Sites such as yahoo show historical data for stocks. They show stocks for all different stock markets. When they show information for a day for example the hong kong stock market, are those dates shown at local Hong Kong time? SO for example if I see two stocks on Jan 10th, one is a stock trading on the Hong Kong stock market, and the other is trading on the NYSE, is the Jan 10th of the Hong Kong stock actually a few hours ago before (If I was in living in NY) or is it based on a universal timezone like greentime?
1 Answer
Using your example link, I found the corresponding chart for a stock that trades on London Stock Exchange:
https://ca.finance.yahoo.com/echarts?s=RIO.L#symbol=RIO.L;range=1d
As you can see there, the chart runs from ~8:00am to ~4:30pm, and as I write this post it is only 2:14pm Eastern Time. So clearly this foreign chart is using a foreign time zone.
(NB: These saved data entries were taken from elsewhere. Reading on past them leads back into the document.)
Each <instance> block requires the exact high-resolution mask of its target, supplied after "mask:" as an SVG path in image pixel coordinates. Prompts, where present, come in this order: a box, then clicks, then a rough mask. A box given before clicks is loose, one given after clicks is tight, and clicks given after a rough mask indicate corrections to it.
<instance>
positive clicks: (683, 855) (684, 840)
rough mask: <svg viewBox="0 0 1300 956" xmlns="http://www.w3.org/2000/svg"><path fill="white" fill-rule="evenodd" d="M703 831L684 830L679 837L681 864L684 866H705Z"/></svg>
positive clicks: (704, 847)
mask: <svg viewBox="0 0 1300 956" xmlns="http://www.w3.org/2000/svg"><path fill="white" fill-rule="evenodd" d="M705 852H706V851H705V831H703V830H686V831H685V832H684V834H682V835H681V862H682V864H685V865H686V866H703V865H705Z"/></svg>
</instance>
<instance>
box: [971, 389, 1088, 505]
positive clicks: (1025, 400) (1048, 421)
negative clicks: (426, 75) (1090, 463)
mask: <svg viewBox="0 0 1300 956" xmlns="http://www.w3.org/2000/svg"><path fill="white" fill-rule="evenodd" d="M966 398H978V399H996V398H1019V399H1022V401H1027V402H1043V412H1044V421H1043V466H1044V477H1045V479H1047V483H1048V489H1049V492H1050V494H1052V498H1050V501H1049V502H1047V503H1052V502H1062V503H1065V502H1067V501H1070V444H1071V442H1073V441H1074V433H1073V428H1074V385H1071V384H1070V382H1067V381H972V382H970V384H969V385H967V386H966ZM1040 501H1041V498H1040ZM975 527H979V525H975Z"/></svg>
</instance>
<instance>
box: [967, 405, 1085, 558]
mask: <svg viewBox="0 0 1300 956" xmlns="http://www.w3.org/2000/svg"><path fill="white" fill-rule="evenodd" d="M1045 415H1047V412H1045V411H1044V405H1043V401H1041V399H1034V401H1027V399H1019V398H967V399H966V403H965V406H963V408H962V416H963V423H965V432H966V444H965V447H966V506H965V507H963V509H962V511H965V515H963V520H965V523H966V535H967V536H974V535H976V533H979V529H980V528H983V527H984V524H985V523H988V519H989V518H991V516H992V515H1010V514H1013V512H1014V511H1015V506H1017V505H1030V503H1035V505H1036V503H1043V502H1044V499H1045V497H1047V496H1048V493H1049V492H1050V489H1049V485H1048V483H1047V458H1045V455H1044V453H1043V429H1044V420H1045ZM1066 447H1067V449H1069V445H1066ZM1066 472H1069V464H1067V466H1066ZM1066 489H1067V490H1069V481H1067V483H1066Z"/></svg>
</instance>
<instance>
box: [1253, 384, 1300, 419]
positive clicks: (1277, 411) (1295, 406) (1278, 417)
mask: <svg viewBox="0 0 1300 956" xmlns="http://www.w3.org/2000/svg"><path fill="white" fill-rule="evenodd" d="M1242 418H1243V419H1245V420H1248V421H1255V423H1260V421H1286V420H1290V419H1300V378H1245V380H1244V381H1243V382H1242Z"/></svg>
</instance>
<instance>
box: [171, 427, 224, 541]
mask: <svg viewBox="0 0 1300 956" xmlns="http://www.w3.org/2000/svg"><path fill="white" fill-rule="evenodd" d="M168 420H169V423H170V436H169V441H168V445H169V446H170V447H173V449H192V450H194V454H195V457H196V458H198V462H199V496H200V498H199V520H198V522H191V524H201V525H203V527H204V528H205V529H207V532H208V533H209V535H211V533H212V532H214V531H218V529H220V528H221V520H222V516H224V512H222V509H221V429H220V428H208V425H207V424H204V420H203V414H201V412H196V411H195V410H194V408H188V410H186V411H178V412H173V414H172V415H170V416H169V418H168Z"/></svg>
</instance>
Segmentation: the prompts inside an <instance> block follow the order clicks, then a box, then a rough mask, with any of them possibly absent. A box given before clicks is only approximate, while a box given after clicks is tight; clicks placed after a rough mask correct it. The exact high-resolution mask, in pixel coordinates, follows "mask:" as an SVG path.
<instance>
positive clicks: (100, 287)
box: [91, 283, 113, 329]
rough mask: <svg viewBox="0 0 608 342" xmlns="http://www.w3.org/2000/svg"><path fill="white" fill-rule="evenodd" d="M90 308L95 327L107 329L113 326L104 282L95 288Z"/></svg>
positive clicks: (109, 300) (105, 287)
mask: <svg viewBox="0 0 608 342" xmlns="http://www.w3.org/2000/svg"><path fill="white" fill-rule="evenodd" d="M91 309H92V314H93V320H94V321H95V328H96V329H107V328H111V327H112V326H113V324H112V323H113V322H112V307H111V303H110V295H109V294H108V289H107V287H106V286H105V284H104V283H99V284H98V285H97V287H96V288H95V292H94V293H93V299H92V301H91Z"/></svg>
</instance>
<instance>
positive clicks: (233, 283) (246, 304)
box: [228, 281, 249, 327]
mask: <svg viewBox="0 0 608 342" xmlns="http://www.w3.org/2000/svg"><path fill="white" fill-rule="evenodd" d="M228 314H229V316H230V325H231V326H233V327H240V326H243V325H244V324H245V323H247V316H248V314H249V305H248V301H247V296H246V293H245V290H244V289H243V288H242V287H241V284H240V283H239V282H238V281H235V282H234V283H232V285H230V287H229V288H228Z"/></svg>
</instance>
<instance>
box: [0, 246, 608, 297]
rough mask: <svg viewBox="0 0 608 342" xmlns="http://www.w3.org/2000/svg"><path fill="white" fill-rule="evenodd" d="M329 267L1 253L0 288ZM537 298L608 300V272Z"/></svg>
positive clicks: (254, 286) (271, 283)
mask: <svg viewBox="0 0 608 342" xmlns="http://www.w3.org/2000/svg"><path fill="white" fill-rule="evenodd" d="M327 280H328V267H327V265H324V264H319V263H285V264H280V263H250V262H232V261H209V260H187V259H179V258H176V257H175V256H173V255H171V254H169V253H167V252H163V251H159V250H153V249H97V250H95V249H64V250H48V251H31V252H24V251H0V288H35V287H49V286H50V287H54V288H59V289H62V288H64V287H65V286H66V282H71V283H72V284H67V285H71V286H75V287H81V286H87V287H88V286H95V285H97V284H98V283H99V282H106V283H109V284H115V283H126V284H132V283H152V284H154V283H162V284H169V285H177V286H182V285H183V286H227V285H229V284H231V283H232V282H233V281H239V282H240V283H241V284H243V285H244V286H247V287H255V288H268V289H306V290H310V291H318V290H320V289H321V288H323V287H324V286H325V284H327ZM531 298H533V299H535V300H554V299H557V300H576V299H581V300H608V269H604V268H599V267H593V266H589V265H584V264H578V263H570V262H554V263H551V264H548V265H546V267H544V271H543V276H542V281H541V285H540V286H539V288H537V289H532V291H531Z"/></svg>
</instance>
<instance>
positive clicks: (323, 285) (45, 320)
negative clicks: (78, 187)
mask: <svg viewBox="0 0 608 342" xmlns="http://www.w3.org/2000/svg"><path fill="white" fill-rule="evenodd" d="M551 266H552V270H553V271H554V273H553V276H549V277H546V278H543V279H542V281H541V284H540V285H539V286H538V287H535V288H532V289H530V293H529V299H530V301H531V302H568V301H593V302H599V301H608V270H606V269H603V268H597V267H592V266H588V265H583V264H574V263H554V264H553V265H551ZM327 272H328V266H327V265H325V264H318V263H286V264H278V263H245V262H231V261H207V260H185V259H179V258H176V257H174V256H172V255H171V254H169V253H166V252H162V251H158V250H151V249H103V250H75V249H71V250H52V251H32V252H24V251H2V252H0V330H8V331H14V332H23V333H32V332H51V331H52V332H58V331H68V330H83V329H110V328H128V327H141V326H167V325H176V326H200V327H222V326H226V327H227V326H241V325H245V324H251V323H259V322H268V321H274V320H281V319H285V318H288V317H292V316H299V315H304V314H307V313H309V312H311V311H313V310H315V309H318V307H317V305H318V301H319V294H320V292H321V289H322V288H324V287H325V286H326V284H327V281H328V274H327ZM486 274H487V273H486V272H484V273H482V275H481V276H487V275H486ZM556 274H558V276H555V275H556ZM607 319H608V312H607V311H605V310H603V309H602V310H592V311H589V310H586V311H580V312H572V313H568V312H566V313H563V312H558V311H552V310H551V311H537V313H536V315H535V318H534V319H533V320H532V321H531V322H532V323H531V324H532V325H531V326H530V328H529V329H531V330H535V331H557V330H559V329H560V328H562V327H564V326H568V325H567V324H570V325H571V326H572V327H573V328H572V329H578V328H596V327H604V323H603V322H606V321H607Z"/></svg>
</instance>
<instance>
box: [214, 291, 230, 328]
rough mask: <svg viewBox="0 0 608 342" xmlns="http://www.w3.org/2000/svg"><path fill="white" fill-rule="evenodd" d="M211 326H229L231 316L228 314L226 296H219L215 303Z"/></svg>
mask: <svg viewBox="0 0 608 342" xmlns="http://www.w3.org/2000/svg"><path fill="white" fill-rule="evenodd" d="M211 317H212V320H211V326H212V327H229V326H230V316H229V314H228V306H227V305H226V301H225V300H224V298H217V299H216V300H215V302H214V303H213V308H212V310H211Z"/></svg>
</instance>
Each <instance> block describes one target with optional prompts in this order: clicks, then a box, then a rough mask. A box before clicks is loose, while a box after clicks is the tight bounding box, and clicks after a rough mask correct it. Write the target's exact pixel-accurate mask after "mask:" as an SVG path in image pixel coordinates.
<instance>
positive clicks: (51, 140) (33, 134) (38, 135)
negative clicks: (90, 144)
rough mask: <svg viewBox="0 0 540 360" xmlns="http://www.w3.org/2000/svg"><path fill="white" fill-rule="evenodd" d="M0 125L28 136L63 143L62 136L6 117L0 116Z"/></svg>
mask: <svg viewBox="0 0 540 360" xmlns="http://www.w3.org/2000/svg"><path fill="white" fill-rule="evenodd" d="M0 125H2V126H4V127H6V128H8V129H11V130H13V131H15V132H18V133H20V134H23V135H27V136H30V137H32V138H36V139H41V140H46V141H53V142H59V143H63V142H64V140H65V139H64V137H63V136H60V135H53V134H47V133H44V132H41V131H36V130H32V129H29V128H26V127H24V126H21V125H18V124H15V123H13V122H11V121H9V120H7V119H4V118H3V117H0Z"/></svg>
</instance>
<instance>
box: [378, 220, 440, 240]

And as you can see from this Wikipedia page, those hours are exactly the London Stock Exchange's hours.
Additionally, the closing price listed above the graph has a timestamp of "11:35AM EST", meaning that the rightmost timestamp in the graph (~4:30pm) is equal to 11:35AM EST. 16:30 - 11:30 = 5 hours = difference between London and New York at this time of year.
So those are two data points showing that Yahoo uses the exchange's native time zone when displaying these charts.